When considering more mundane, but ultimately far more lucrative applications, harnessing this expertise to create highly sophisticated realtime computing and imaging systems for industries as varied as medical imaging, seismology, and radar, among others, is a natural outgrowth of what are otherwise cool consumer electronics. This counters conventional wisdom that associates high performance with massive expenditure, but then again conventional wisdom, by definition, does not dictate the path of innovation either.

The Cell BE is yet another reminder of the value of investment and innovation in chip design. There are few companies remaining on the planet that take this course of action seriously, yet this is one of the places where a vendor can quite legitimately create competitive advantage and drive the creation of new markets, or at least new market opportunities. The scope of the Power architecture is considerable, when one stops to consider that devices from automotive control systems to game consoles, laptops to workstations, and all the way up to massive-scale super-computing solutions all come from this venerable processor architecture.
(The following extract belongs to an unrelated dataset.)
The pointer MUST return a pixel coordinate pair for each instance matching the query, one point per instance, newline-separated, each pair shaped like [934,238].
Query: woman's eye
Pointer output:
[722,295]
By incorporating Cell BE into the BladeCenter, IBM has created additional flexibility for those who typically seek scale-out solutions for their computing needs. The Cell BE and its Power architecture combined with the inherent simplicity of blade-based solutions offers a highly flexible, simplified, and consolidated computing platform for graphics/imaging intensive applications. To our way of thinking, this is just one more reflection of the value and importance of R&D and innovation.